Nachirio lo fissava con la cupezza della nuvola temporalesca avanzante. A un
certo punto il fulmine scoppiò svegliando anche l'ultimo degli addormentati.
«Ma come mi pronunci il verso la bocca mi
basciò tutto tremante? In quel basciò ci deve essere lo “sc” fiorentino, dolce come il sapore della
bocca di lei e lento come l’invasione della paura, non secco e veloce come uno sciò alle galline. E poi se pronunci tremante col "thr" della parlata dei nostri villici
trasformi una storia di palazzo nell'abboccamento in un trullo e dimostri di
non aver compreso l'emozione della scoperta dell'amore ricambiato.» E aggiunse
rimandandolo al posto: «Sempre che un giorno la dea Venere voglia compiacersi
con te.»
«Sa, profe, non è che lei adesso legga
meglio» commentò Giorgia, facendo ridere anche i perplessi su un episodio della
formazione del loro professore. E Milena incoraggiata dalla battuta dell'amica:
«Sa, profe, qualche volta prima della sua ora di lezione abbiamo battuto ben
bene il cancellino sull'angolo della cattedra per vedere poi come lei puliva
con i fazzoletti di carta.»
«Tu riprova e ti metto su seduta a
spolverare con le gambe.»
Lei, seduta alla panchetta, ben lasciava
immaginare il tipo di operazione. Tutti guardarono quelle meravigliose gambe,
tra gli "evviva!" e i "bravo!"
al profe.
5 Nebbia
A te racconterò
un'altra storia. A te, cara, che hai immaginato con le tue compagne baci
tremanti e fuochi sul viso. Vorrei che questa sera in questo sud lontano non
avesse ieri né domani, che mai finisse questo attendere in una camera accanto
alla tua, da dove attraverso la parete sottile giungono scosci di risa. Sentire
uscendo sul balcone volto alla silenziosa campagna la tua voce che ferisce i
vetri illuminati.
Avevo uno in più dei tuoi anni quando una
sera nebbiosa di novembre mi trovai a trascinare due pesanti valigie in una
strada della estrema periferia nord di Milano. Fidando nelle mie forze e ipotizzando
una distanza breve dalla stazione ferroviaria non utilizzai il taxi. Quando
ormai le soste brevi non bastavano più per farcela ad avanzare comparve la
scritta indicante il collegio.
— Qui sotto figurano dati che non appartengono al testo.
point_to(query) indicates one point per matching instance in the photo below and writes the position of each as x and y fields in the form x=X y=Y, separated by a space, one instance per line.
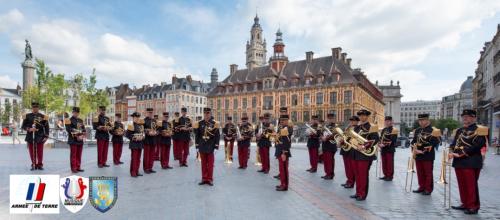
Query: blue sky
x=431 y=47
Oltre il cancello di ferro avanzai su un
vialetto che tagliava la cinta d'alberi ormai spogli. Su di me incombeva a
sinistra una altissima costruzione, con la sua scheda disordinata di punti
luminosi che saliva a sbiadire e ad annullarsi nella nebbia. Pochi scalini
portavano a un passaggio verso l’ingresso sotto un andito che alla mia destra
era aperto su una vasta aiuola rettangolare. Questa per altri due lati era
circondata da una pensilina su pilastri con muretto di protezione. Era chiusa
sul quarto lato dalla sezione più bassa dell'edificio di soli quattro piani con
le sue righe di finestre pure irregolarmente illuminate. Mi infilai attraverso
una doppia porta a vetri in un grande atrio la cui complessità spaziale per il
momento mi sfuggì, teso com’ero a presentare le carte di ingresso al portiere
custode, il quale mi assegnò subito il numero 118 di camera. Mi prese
gentilmente una valigia. Per due rampe di scale arrivammo al primo piano del
corpo basso. Dopo qualche passo su un lungo corridoio con la teoria dei suoi
freddi neon fummo davanti alla porta. Mi consegnò la chiave dicendomi solo che
l’orario di servizio mensa stava per scadere. Devo aver pensato con un filo di
angoscia a una sorta di inizio in quel giro di chiave. La vista del letto già
mi faceva chiudere gli occhi. Piccolo armadio, tavolo di studio verde collocato
sotto i ripiani pensili per i libri, due sedie; tutto era lucido e lustro sotto
la lampada centrale. Bagnetto interno. Sollevai la serranda e aprii la
finestra. Più basso di un mezzo metro dal davanzale si stendeva di traverso un
manto nero in cui erano inserite quattro file di mattoni in vetro cemento che
lasciavano passare la luce di quelli che supposi essere i locali delle cucine.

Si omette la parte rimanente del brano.